Ouch. I resolved back when I was in nursing school to never get myself into a situation where I had to have an indwelling urinary catheter, colloquially called a "Foley." Oh well, another resolution down the drain, but I have to credit my surgeon with the awareness and sensitivity to wait until I was under anesthesia to place it. Taking it out hurt, they should tell people to hit their PCA pump before they do that.

Except I didn't have mine. This is a mistake I made in self-management, I have no one to blame but myself for this.

They disconnected my IV before I went down for the imaging. To his credit, my nurse invited me to consider pressing the button before he did so, since I would be without it for a while. I did have incisional pain, not serious, well-managed with what was in the pump, but it would break-through when I changed positions in the way I was going to have to on the table for the imaging.

Then, the transport team let me sit in a staging area for more than an hour, then when I got back to the room, my Foley was out, I put my street clothes back on, and I failed to ask anyone for pain meds, I was single-mindedly interested in discharge.

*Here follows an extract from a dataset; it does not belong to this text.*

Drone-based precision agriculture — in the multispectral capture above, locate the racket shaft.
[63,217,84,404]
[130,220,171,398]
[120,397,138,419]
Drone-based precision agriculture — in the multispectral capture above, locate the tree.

I knew I was sitting in a germ cesspool with fresh incisions, I wanted the hell out of there as quickly as possible.

About that time, I had a very nice surprise, two of my close friends (and two of the best-looking women I know) came to visit. It was great to see them, these were also two of the people I connected with the evening before surgery, and that really took my mind off my anxiety, impatience and growing incisional discomfort. Never underestimate the power of a visit to someone in the hospital, even if it is only breifly. Hospitals are deeply impersonal places, and having loved ones around brings you back to your personhood. It's important.

So, owing to a number of reasons, some good, some mindless, I forgot about my pain management, and by the time I was in a cab going home I was in moderate pain, 6-7 on a scale of 10. I still had to get my discharge meds filled, and I didn't have my wallet, and I didn't have enough cash with me to claim them from the pharmacy. Poor planning on my part, I failed myself as a case manager!

Anyway, I decided to sleep it off until the fixes I put in place for all this came into place. I got meds about 7 that evening. So, from 11AM to 7PM I had no opioid coverage, half-lives being what they are, that means I had a sub-therapeutic level of opioids circulating from about 2pm on, which corresponds to what I was feeling. I hardly would have been able to sleep if I had done that to someone else, but since I had to endure the pain, I felt like I could cut myself some slack and I did sleep most of the time I was uncomfortable.

This was the biggest hitch I had in the entire peri-operative period. It wasn't bad. It was my first time under general anesthesia since I was 3 years old, it was my first major surgical procedure, my first hospitalization since Nixon was President, and as distasteful as it is conceptually to me, the actual experience was remarkably comfortable given what was actually being done to me. I was satisfied, the system mostly worked.